64.02 Pediatric Appendicitis: Is Referral to a Regional Pediatric Center Necessary?

M. M. Hodges1, S. N. Acker2, E. E. Moore3, A. Schubert4, L. R. Hill2, D. A. Partrick2, D. Bensard2,3 1University Of Colorado Denver,Laboratory For Fetal And Reproductive Biology, Division Of Pediatric Surgery, Department Of General Surgery,Aurora, CO, USA 2Children’s Hospital Colorado,Department Of Pediatric Surgery, University Of Colorado School Of Medicine,Aurora, CO, USA 3Denver Health Medical Center,Department Of General Surgery,Aurora, CO, USA 4University Of Colorado Denver,Anschutz Medical Campus,Aurora, CO, USA

Introduction: Acute appendicitis is the most common emergent surgical procedure performed among children in the US, with an incidence exceeding 70,000 cases per year. In large urban centers, appendectomies are often performed by both pediatric surgeons and adult trauma and acute care surgeons (TACS surgeons). We hypothesized that children undergoing appendectomy for acute appendicitis have equivalent outcomes whether a pediatric surgeon or a TACS surgeon performs the operation. To evaluate our hypothesis we analyzed the outcomes of pediatric appendectomy performed by three populations of surgeons; pediatric surgeons operating in a pediatric, tertiary referral center; pediatric surgeons operating in an urban safety-net hospital; and adult TACS surgeons operating in an urban safety-net hospital.

Methods: A retrospective chart review was performed for all patients under 18 years of age, who underwent appendectomy at either a tertiary care children’s hospital (group A, n=100) or an urban safety net hospital between July 2010 and June 2015. The population of patients operated upon at the safety net hospital was further subdivided into those operated upon by pediatric surgeons (group B, n=60) and those operated upon by adult TACS surgeons (group C, n=60). Baseline characteristics and operative outcomes were compared between these three patient populations utilizing one-way analysis of variance (ANOVA) and Chi-squared test for independence.

Results: When comparing the three populations, we found no difference in either the proportion of patients with complicated appendicitis (p=0.05), operative time (p=0.18), postoperative length of stay (p=0.14), rate of infectious complications (p=0.41), or rate of readmission (p=0.50).
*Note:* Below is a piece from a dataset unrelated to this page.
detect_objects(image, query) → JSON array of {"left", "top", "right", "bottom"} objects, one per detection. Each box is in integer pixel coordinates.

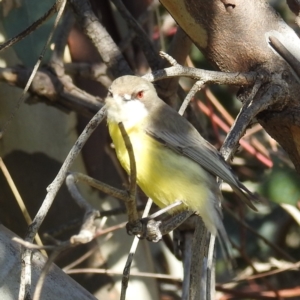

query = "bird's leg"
[{"left": 126, "top": 201, "right": 194, "bottom": 242}]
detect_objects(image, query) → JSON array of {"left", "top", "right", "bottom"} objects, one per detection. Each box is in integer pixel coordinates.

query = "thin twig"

The three study populations did differ with regard to the mean age of the patients operated upon (group A 9.4±3.6 years [mean± SD], group B 8.3±3.6 years, and group C 12.4±3.6 years; p <0.0005); however, this can be attributed to protocol at the urban safety net hospital requiring patients less than 5 years old be treated by pediatric surgeons. Time from assessment in emergency department to operating room was also longer for patients in group B (13.1±11.0 hours versus 9.8±8.6 hours in group A and 8.3±3.3 hours in group C, p=0.006), and there was a higher rate of open appendectomy among children operated on by both pediatric surgeons and TACS surgeons at the urban safety net hospital versus the children’s hospital (30% in group B and 23.3% in group C versus 3.1% in group A, p <0.0005).
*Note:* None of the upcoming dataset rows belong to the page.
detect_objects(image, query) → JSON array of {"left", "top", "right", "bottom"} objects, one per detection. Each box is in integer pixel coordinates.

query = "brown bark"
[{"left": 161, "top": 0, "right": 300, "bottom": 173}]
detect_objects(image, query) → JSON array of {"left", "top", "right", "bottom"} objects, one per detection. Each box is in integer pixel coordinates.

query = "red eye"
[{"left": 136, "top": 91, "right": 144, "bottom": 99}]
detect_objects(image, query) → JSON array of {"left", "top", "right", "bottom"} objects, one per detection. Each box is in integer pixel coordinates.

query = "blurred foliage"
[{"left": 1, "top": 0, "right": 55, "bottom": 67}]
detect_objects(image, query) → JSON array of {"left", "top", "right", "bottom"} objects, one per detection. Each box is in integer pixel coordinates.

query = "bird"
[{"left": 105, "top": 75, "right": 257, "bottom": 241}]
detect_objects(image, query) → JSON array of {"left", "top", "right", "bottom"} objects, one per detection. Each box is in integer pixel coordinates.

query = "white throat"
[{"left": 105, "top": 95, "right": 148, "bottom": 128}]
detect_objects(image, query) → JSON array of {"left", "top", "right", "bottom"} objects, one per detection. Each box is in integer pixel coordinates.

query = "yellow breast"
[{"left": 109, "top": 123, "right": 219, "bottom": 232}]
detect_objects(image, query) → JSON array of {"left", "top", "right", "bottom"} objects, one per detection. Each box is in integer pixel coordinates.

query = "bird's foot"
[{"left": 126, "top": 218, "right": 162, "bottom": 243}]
Conclusion: Our data demonstrate that among children undergoing appendectomy, length of stay, risk of infectious complications, and risk of readmission do not differ regardless of whether they are operated upon by pediatric surgeons or adult TACS surgeons, suggesting resources currently consumed by transferring children to hospitals with access to pediatric surgeons could be allocated elsewhere.